Even before the passage of SB 100, Chicago Public Schools (CPS) was moving toward methods of school discipline that relied less on punishment and more on persuasion—with results that thrilled some and worried others. An article in the Chicago Tribune last year highlighted efforts by former schools CEO Barbara Byrd-Bennett to correct “an overly punitive, zero-tolerance conduct code that contributed to wide racial disparities in the number of suspensions.” Sounds good so far.

However, classroom teachers quoted in the article expressed great concern about both the implementation and the underlying rationale, one pointing out:

You have to have consequences. If you knew the cops weren’t going to enforce the speed limit, when you got on the Edens Expressway you’d go 100 miles an hour.

This is perhaps an exaggeration, but this new restorative justice classroom management approach is certainly a consequence-lite style that will soon be draped like a blanket over every public school in Illinois.

How can we expect this to all work out for our children? Will appealing “to the better angels of our nature,” as our native son Abraham Lincoln once advised, result in schools that are safer and fairer or not?

I have no doubt that the number of out-of-school suspensions and expulsions in Illinois schools will drop dramatically—because there is really no other option. So we can expect proponents of SB 100 to point proudly to declining discipline actions and declare the law a success because the numbers look good.

However, I expect many in Illinois will doubtless question whether our schools are now safer due to an expansive mandate backed by the full force of law.

The problem is not that in-school suspensions and detentions are completely ineffective as they have their place in the disciplinary ladder; the problem is that with the new law these disciplinary tools will become the de facto ceiling for what can reasonably be done without drawing unwanted attention—and it is likely that handing out too many in-school detentions or suspensions will soon become yet another “cause for concern.”

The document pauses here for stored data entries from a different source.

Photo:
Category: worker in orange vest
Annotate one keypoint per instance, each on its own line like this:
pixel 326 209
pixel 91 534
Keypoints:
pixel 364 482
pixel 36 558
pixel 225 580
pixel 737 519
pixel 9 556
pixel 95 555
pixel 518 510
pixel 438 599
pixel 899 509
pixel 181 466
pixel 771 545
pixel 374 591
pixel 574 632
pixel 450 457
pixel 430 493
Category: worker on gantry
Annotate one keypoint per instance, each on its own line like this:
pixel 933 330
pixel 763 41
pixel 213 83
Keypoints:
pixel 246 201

The intent of the law is good, but I am worried this is going to backfire. Anytime you reduce local discretion while simultaneously inviting the state to micromanage your district or school based on what they see on an Excel spreadsheet, the net effect is destined to be a reluctance to hand out consequences.

There is a reason that most teachers are in favor of more discipline rather than less; they want to be able to teach. Just one student who feels they can mouth off, torment their classmates, or otherwise be disruptive can ruin the educational environment of the entire classroom and distract—or demotivate—the students who really want an education and desperately need their teacher to be able to control the class.

There is an old saying when it comes to classroom discipline: “You spend 90 percent of your time dealing with 10 percent of your students.” The unfortunate truth is that a subset of that 10 percent is going to be unpersuaded by persuasion, and consequences that extend beyond peer juries or counseling will be necessary to convince them to modify their behavior.

If so, how will a reluctance to hand out more severe punishments impact the students who are counting on the adults to be adults and provide a safe and orderly school environment?

Perhaps this will all work out well. I only hope that this “one-size-fits-all” law does not make students, faculty and administrators squirm in discomfort during the next school year.